On Tue, Apr 20, 2021 at 11:09 AM Linus Torvalds
<
torv...@linuxfoundation.org> wrote:
>
> Sadly, our error reporting in this area isn't great, because xml
> parsing is all done by a different library (libxml2), and it's just
> xmlReadMemory() failing. It doesn't tell us where or anything like
> that.
Dirk forwarded the problematic file to me for checking, and it
actually seems to be an outright problem with libxml2.
Adding the XML_PARSE_HUGE flag to the xmlReadMemory() call seems to
fix it. Very odd broken defaults for libxml2.
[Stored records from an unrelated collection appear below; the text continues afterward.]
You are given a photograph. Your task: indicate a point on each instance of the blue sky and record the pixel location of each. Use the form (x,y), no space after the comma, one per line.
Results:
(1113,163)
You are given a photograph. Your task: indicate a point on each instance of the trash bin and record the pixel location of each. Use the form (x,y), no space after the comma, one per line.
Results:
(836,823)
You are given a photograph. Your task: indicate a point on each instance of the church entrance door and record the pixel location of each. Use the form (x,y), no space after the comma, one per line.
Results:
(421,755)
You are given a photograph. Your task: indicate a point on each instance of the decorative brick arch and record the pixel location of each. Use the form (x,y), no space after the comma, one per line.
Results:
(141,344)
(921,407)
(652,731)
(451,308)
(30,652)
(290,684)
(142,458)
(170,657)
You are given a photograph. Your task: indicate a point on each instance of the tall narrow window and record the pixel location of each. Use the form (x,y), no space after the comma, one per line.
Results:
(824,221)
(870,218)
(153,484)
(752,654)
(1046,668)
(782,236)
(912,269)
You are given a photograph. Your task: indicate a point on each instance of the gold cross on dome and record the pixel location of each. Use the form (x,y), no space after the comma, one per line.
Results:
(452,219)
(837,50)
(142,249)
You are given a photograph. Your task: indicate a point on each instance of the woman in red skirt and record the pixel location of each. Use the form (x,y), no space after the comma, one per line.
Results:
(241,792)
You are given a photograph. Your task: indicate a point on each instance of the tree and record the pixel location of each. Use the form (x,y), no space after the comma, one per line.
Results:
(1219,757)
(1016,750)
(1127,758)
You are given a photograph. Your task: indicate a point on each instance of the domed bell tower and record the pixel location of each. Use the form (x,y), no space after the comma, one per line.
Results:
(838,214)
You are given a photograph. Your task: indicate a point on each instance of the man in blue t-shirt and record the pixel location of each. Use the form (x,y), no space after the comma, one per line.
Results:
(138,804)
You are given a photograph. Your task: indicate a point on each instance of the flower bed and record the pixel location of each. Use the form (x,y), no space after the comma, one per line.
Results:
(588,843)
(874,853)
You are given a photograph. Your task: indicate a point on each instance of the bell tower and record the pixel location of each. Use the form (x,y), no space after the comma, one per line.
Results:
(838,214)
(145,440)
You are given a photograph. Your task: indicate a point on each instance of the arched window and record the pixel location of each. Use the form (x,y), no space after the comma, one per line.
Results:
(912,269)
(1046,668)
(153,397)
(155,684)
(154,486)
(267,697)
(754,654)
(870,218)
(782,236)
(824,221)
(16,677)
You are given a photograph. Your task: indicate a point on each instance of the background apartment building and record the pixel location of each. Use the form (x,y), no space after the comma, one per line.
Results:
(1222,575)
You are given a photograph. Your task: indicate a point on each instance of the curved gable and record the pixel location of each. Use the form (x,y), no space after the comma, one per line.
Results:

It might possibly be a good idea to also add
XML_PARSE_COMPACT = 65536 : compact small text nodes; no
modification of the tree allowed afterwards (will possibly crash if
you try to modify the tree)
which should make the libxml2 parser use less memory, but I didn't
test that. Afaik, we never modify the xml tree - we only use libxml2
for parsing - so that should be good.
But I didn't do that part. I only added the XML_PARSE_HUGE flag, and
verified that that seems to fix the problem with that particular Greek
input.
I did a github pull request at
https://github.com/subsurface/subsurface/pull/3231
for this, but I really don't know libxml2 very well, so let's at least
wait for all the tests to finish.
Linus